She looked alabaster in the moonlight. Some vampires are that way. The magic settles differently on each of us. And her calm, balanced grace recalled the ladies of Olympia. Her rich, brown hair was artfully arranged, high up off her neck... a mass of loose curls. Whether she had help, or did it herself, I did not know. But who am I kidding? Vampires always have help. A tiny night bird lit upon her wrist. She gently stroked its velvety back... pondered things for a moment and spoke.
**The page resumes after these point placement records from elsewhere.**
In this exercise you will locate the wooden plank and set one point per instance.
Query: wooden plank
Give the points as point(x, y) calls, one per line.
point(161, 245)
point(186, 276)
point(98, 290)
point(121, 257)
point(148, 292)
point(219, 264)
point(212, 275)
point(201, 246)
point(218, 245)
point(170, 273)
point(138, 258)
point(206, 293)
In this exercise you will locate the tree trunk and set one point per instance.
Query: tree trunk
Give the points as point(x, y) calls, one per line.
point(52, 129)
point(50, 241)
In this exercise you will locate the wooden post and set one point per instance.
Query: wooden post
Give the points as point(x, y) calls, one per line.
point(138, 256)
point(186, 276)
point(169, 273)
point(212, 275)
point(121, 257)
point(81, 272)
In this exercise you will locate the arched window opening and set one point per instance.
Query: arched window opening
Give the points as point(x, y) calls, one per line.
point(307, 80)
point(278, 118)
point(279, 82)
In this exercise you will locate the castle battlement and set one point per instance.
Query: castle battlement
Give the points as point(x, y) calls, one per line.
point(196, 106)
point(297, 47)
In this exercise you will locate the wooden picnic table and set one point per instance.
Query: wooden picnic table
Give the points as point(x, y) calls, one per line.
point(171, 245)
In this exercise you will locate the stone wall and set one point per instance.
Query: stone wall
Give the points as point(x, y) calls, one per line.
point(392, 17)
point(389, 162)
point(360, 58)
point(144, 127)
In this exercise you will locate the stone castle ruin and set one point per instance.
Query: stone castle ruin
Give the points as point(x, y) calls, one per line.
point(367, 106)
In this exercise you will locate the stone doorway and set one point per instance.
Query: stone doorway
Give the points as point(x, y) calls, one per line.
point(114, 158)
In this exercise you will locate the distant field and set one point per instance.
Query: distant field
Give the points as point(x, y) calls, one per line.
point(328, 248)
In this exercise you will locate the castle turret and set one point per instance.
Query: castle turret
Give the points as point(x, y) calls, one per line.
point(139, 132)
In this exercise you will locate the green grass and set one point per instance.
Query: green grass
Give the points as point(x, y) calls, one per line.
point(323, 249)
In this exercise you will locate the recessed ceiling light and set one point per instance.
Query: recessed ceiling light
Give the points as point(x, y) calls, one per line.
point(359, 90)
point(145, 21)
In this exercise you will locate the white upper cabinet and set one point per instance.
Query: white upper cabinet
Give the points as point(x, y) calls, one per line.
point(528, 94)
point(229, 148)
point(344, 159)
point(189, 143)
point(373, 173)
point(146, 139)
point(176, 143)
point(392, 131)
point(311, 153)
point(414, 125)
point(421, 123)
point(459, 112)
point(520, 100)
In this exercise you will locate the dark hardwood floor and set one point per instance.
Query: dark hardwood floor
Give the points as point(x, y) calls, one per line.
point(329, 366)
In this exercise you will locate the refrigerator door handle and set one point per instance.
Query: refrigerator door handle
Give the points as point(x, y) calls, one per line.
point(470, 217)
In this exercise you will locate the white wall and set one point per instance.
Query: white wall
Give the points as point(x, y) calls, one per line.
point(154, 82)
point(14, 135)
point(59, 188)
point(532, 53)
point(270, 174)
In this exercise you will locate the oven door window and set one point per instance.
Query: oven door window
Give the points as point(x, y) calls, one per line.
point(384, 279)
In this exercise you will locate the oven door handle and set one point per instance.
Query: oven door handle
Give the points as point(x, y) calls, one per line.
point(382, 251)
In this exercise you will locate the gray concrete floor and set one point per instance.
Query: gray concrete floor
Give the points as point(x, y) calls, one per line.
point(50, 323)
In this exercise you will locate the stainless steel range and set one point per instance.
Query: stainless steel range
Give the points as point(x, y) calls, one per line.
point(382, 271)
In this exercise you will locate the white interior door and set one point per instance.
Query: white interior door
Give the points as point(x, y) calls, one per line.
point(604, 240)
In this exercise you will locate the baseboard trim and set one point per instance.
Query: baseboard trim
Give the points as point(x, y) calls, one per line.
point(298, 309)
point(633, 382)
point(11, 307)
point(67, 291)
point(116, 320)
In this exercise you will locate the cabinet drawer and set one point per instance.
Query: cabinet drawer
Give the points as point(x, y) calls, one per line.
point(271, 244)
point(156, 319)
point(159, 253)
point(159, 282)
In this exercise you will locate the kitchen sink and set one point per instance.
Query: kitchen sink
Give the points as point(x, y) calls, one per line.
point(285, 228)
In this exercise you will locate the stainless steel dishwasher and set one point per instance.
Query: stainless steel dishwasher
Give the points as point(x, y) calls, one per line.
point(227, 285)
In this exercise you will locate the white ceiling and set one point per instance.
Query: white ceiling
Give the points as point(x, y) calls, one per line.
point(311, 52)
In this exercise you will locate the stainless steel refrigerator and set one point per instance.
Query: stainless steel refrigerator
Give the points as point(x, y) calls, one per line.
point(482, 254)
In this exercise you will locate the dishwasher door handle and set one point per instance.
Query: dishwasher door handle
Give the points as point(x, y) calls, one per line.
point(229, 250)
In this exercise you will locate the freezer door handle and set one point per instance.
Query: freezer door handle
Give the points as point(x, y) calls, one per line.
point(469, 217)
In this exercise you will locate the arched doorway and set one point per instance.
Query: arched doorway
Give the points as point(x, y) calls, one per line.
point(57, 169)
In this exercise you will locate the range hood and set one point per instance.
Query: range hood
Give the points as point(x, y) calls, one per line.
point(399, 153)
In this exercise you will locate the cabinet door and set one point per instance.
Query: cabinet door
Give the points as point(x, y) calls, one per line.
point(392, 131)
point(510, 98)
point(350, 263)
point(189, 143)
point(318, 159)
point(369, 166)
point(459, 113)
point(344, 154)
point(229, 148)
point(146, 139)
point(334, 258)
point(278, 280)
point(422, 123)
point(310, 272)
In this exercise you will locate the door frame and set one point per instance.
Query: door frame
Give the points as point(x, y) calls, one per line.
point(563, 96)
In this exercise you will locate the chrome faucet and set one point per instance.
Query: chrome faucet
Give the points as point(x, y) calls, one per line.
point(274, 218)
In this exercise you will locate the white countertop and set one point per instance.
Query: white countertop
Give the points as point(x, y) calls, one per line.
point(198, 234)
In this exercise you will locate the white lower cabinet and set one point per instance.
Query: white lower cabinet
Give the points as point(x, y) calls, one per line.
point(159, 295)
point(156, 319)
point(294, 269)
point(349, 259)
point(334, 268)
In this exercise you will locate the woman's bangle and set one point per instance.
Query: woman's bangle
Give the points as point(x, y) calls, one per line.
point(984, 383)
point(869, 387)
Welcome to the land of the dead - she said..... And she referred not to life-eaters, but to the mortals that surround them....... Make no human friends, for they will die. Their lives are but sparks dancing on the wind. The radiance fades so soon. They are like toys to me now. I see them. I smile. I talk politely and kill them in the nicest possible way. Sometimes I don't kill them. Yet they still die. Three weeks... Three decades. What does it matter? They walk with Persephone and Hades. Their brief time in the sun but an overture to dirges yet to come...... Am I troubling you? - she said..... I shook my head. She smiled. Not a great, beaming smile, but rather a small and knowing one.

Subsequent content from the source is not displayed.